Finalmente, é importante lembrar que existe limite mínimo e máximo estabelecido pela legislação.
Uma leitura completa do artigo evita essas simplificações.
Perguntas frequentes sobre o art. 789 da CLT
O que diz o art. 789 da CLT?
O artigo disciplina as custas nos processos de competência da Justiça do Trabalho, estabelecendo percentual de 2%, valores mínimo e máximo, bases de cálculo e regras sobre responsabilidade e pagamento.
Qual é o percentual das custas trabalhistas?
Na regra geral do processo de conhecimento prevista pelo artigo 789, as custas são calculadas à base de 2%.
As custas são sempre 2% do valor da causa?
Não. Quando existe condenação ou acordo, por exemplo, o artigo prevê cálculo sobre o respectivo valor. Em outras hipóteses, como improcedência total, pode ser utilizado o valor da causa.
Quem perde uma ação trabalhista paga custas?
O § 1º estabelece, como regra, o pagamento pelo vencido. Entretanto, é necessário considerar a justiça gratuita e outras regras aplicáveis ao caso.
Quanto é o valor mínimo das custas?
O artigo estabelece valor mínimo de R$ 10,64.
Existe teto para as custas trabalhistas?
Sim. A legislação estabelece como limite máximo quatro vezes o limite máximo dos benefícios do RGPS.
Custas e depósito recursal são iguais?
Não. São institutos diferentes. Uma parte que pretende recorrer pode, dependendo da situação, ter que observar ambos.
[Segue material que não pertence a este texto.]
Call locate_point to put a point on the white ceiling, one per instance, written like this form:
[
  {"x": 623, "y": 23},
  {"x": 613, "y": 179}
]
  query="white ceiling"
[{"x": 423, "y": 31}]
Em um acordo, quem paga as custas?
As partes podem definir a responsabilidade no acordo. Na ausência de disposição diferente, o § 3º prevê pagamento em partes iguais pelos litigantes.
Conclusão
O art 789 da CLT é essencial para compreender como funcionam as custas processuais na Justiça do Trabalho. Sua regra mais conhecida estabelece a incidência de 2%, mas o cálculo não deve ser feito automaticamente sobre o valor da causa em todas as situações.
Quando existe acordo ou condenação, a base pode ser o respectivo valor. Na improcedência total ou extinção sem resolução do mérito, o valor da causa assume papel importante. Também existem regras específicas para ações declaratórias ou constitutivas, valores indeterminados e dissídios coletivos.
O art 789 CLT ainda estabelece valor mínimo de R$ 10,64 e teto equivalente a quatro vezes o limite máximo dos benefícios do RGPS. Além disso, determina regras sobre o momento do pagamento, responsabilidade do vencido e divisão das custas em acordos.
Para empresas e trabalhadores envolvidos em processos, é importante não confundir custas processuais com depósito recursal ou honorários advocatícios. Cada parcela possui regras próprias, e a análise do caso concreto deve considerar também outros dispositivos da CLT, eventual concessão de justiça gratuita e as decisões dos tribunais.